Ich störe doch niemanden! Lauterbach darf nicht mehr in den Ministeriumskeller

bild​.de (9.6.25)

»... Lauterbach moch­te den Sportraum, emp­fing auch Journalisten dort zum Interview…

Nach BILD-Informationen erteil­te Ministerin Warken ihrem Vorgänger eine Sondererlaubnis, damit er im Ministeriumskeller wei­ter Tischtennis spie­len konn­te – zumin­dest für eine Übergangszeit. Doch damit ist es jetzt vorbei.

„Ich stö­re niemanden“
Lauterbach erklär­te auf BILD-Anfrage, die Ministerin habe ihm das Privileg, das für ihn auch aus Sicherheitsgründen rele­vant war, ohne Begründung gestri­chen. Er hät­te dort ger­ne wei­ter gespielt.

Der Ex-Minister hat für die Entscheidung kein Verständnis. Der Raum sei im Keller. Wenn er dort spie­le, habe er kei­nen Zutritt zum Ministerium und „stö­re nie­man­den“…«

5 Antworten auf „Ich störe doch niemanden! Lauterbach darf nicht mehr in den Ministeriumskeller“

  1. "Der Ex-Minister hat für die Entscheidung kein Verständnis"

    Ich kann ihm hel­fen: Niemand mag ihn, kei­ner will ihn sehen.
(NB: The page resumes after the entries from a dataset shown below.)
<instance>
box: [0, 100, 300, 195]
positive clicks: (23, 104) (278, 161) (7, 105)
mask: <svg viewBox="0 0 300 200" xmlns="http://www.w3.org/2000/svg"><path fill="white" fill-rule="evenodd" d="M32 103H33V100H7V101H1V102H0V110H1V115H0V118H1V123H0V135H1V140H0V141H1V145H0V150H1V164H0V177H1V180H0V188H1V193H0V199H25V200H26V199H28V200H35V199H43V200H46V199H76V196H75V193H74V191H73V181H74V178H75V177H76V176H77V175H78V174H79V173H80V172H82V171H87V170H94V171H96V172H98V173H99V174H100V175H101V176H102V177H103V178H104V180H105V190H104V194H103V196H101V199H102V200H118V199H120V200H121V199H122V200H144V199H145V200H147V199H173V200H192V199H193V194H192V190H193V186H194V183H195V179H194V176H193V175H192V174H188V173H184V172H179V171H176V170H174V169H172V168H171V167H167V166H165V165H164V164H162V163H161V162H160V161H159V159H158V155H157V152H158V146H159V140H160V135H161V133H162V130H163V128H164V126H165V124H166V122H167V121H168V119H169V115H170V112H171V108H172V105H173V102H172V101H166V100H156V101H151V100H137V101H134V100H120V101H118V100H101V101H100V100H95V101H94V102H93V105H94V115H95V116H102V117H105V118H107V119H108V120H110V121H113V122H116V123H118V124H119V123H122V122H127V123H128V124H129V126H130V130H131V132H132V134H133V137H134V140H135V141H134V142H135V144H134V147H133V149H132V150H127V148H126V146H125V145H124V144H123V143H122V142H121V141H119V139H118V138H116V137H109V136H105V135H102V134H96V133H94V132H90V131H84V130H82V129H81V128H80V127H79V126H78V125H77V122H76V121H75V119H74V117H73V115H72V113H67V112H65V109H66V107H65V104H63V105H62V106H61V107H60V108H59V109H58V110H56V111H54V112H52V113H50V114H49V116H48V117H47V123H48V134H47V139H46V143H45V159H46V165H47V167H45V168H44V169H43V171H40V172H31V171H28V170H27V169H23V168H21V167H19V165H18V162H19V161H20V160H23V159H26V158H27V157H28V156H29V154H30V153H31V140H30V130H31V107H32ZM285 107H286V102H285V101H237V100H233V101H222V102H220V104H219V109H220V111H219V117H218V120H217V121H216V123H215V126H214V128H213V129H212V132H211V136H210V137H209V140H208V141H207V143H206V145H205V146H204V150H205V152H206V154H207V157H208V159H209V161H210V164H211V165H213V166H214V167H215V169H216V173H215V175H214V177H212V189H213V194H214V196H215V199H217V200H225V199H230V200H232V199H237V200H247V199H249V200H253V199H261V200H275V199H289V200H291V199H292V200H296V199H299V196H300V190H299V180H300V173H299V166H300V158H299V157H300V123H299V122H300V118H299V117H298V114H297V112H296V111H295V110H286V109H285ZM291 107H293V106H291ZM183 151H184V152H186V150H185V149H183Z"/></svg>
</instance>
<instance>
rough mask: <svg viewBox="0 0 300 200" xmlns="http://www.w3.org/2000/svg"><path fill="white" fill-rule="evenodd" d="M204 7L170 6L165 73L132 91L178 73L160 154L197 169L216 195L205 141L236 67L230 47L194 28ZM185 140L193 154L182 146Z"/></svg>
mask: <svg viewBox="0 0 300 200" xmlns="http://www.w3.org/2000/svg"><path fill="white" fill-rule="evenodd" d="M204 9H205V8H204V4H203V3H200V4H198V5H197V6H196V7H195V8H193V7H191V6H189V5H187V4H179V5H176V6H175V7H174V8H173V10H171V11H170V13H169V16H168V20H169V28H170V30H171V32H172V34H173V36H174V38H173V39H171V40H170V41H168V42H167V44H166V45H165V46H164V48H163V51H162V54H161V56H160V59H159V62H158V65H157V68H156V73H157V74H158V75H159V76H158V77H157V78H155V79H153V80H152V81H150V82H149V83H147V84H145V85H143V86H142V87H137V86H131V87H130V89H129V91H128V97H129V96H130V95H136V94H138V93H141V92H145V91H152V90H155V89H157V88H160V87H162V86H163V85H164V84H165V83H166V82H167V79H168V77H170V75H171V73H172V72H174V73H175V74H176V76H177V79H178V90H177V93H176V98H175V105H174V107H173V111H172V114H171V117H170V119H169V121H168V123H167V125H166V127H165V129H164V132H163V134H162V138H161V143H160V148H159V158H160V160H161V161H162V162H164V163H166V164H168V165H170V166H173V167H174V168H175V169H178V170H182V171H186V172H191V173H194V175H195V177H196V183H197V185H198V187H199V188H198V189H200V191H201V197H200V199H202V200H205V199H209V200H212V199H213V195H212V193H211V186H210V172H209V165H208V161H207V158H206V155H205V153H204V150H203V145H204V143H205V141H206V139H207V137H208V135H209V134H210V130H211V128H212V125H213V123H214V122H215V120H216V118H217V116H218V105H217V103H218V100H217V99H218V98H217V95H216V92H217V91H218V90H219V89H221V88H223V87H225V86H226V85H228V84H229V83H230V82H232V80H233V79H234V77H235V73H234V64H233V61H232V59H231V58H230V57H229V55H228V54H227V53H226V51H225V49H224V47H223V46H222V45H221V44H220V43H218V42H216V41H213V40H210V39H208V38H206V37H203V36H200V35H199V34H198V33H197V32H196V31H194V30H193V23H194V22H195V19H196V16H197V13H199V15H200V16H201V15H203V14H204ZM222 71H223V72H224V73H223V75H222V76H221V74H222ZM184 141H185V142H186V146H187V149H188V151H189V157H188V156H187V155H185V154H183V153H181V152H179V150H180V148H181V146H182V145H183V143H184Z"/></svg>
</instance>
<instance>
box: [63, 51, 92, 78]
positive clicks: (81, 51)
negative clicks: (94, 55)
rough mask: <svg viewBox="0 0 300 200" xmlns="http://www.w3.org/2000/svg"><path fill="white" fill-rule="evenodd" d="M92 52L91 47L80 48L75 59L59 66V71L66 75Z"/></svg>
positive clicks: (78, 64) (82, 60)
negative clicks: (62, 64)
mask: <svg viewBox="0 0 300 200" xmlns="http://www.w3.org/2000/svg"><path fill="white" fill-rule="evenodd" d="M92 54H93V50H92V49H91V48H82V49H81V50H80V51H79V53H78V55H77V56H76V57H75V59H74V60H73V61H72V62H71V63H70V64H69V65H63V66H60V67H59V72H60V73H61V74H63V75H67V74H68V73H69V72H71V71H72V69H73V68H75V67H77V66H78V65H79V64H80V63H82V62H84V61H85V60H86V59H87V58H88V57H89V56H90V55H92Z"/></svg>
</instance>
Er hat nur Freunde auf Twitter – und natür­lich sich selbst.

  2. Wie hoch war eigent­lich die Raummiete, die der Ex-Minister für die Nutzung des Raumes zah­len musste?

    Wer hat die Reinigung des Raumes bezahlt?

    War hoch waren die Sozialversicherungsbeiträge der Putzkräfte, die den Tischtennisraum rei­ni­gen mussten?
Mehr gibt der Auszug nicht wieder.